Path: utzoo!utgpu!news-server.csri.toronto.edu!rpi!zaphod.mps.ohio-state.edu!caen!spool.mu.edu!agate!stanford.edu!neon.Stanford.EDU!torrie
From: torrie@cs.stanford.edu (Evan Torrie)
Newsgroups: comp.sys.amiga.advocacy
Subject: Re: 680x0 vs 80x86
Message-ID: <1991Jun30.090351.22717@neon.Stanford.EDU>
Date: 30 Jun 91 09:03:51 GMT
Article-I.D.: neon.1991Jun30.090351.22717
References: <92@ryptyde.UUCP> <4671.tnews@templar.actrix.gen.nz> <1154@stewart.UUCP> <1991Jun25.165516.13021@mintaka.lcs.mit.edu> <e3e502oG080e01@JUTS.ccc.amdahl.com> <1991Jun27.064123.27492@neon.Stanford.EDU> <fbH=02SF08zd01@JUTS.ccc.amdahl.com>
Sender: torrie@neon.Stanford.EDU (Evan James Torrie)
Organization: Computer Science Department, Stanford University, Ca , USA
Lines: 129

kls30@duts.ccc.amdahl.com (Kent L Shephard) writes:

>According to Hennesy and Patterson - Computer Architecture a Quantitive
>Approach, pgs 423-425.    Assuming 53% references for instructions, an 8k
>unified cache vs a 4k instruction, 4k data cache; the results are as
>follows.
>Miss Rates
>SIZE             Instruction only     Data only      Unified
>8KB                  5.8%               6.8%          8.3%


>You get an overall miss rate of  6.27% for data/instruction seperate.
>You get an overall miss rate of  8.3% for unified.

 No argument here so far.

>>  But you still have only one internal path from the CPU to the cache, thus
>>cutting your bandwidth in half vs a split I/D Harvard architecture.  For an
>>example of why this is important, check out the parallelism in any of today's
>>microprocessors' pipelines.  
>>  Does Intel still use their 386 instruction prefetch buffer in the
>>486?  I suppose that should shore up some of the performance loss from
>>having a unified cache.
>>

>We know both companies claim a hit rate above 90% for their caches.
>You also forget that replacement algor. makes a lot of difference in the
>hit rate.   

  But both use LRU replacement, so they're equivalent.

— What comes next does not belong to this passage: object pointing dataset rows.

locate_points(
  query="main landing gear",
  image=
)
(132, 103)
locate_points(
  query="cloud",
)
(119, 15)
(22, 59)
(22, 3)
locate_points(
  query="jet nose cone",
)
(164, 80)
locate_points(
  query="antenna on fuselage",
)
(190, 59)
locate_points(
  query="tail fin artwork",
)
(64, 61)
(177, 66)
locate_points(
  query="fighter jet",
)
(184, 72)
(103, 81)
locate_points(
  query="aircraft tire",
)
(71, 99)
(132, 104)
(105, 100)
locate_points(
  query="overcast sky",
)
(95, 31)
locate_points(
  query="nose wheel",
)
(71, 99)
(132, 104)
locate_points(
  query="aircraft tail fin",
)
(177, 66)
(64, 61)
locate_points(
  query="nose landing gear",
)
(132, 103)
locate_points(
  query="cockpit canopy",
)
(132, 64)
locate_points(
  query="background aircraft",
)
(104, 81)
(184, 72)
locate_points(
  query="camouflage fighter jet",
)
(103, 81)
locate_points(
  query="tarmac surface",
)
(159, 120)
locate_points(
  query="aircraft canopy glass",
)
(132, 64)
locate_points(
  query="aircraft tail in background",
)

>Also separate caches require that you have replacement algor.
>for both caches.  You also need hardware for both control circuits.

  Yes, but this isn't much chip area compared to the actual cache
storage.

>You need two sets of tag rams, etc.

  But each cache is only 4K => the total # of tag rams is exactly the same
in the 486's 8K cache vs the '040's 2x4K.

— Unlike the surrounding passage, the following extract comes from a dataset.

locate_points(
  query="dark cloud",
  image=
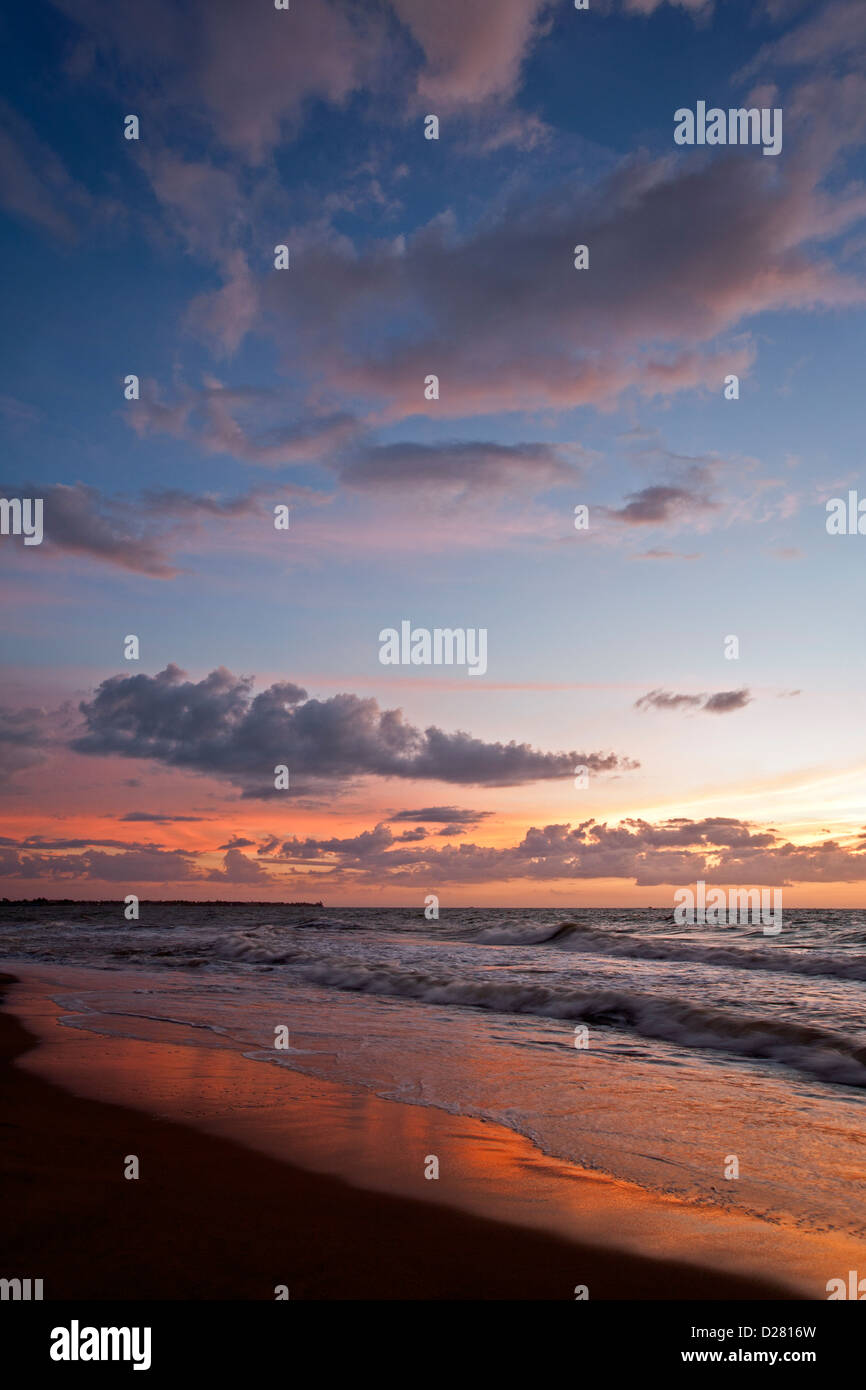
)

>Intel made a trade between 2-3% performance improvement vs. less chip area
>and complexity of design.  

  Uhhh, sorry.  This is where I violently disagree with you.  You make the
jump from miss ratio = 2-3% difference, to suddenly asserting that overall
performance improvement is only 2-3%.
  If we read from H&P again, pg 423.

"Unlike other levels of the memory hierarchy, caches are sometimes divided 
into instruction-only and data-only caches.  Caches can contain that
can contain either instructions or data are unified caches, or mixed
caches.  The CPU knows whether it is issuing an instruction address or
a data address, so there can be separate ports for both, thereby
doubling the bandwidth between the cache and the CPU.  (Section 6.4 in
Chapter 6 shows the advantages of dual memory ports for pipelined
execution.)  Separate caches also offers the opportunity of optimising
each cache separately: different capacities, block sizes, and
associativities may lead to better performance.  SPLITTING THUS
AFFECTS THE COST AND PERFORMANCE FAR BEYOND WHAT IS INDICATED BY THE
CHANGE IN MISS RATES.
[my emphasis].

>They also got their product out the door a LOT
>faster than Motorola.

  But ended up being 20-25% slower.

>>  Moto went with separate caches because of their performance.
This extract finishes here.